Thermostable enzymes from thermophiles have attracted extensive studies. However, little is known about thermophilic lysin of bacteriophage obtained from deep-sea hydrothermal vent. In this study, a lysin from deep-sea thermophilic bacteriophage Geobacillus virus E2 (GVE2) was characterized for the first time. It was found that the GVE2 lysin was highly homologous with N-acetylmuramoyl-L-alanine amidases. After expression in Escherichia coli, the recombinant GVE2 lysin was purified.

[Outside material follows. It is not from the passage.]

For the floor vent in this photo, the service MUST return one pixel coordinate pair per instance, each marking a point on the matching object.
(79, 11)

The recombinant lysin was active over a range of temperature from 40 °C to 80 °C, with an optimum at 60 °C. Its optimal pH was 6.0, and it was stable over a wide range of pH from 4.0 to 10.0. The lysin was highly active when some enzyme inhibitors or detergents (phenylmethylsulfonyl fluoride, Tween 20, Triton X-100, and chaps) were used. However, it was strongly inhibited by sodium dodecyl sulfate and ethylene diamine tetraacetic acid. Its enzymatic activity could be slightly stimulated in the presence of Na⁺ and Li⁺. But the metal ions Mg²⁺, Ba²⁺, Zn²⁺, Fe³⁺, Ca²⁺, and Mn²⁺ at concentrations of 1 or 10 mM showed inhibitions to the lysin activity. Our study demonstrated the first characterization of lysin from deep-sea thermophilic bacteriophage.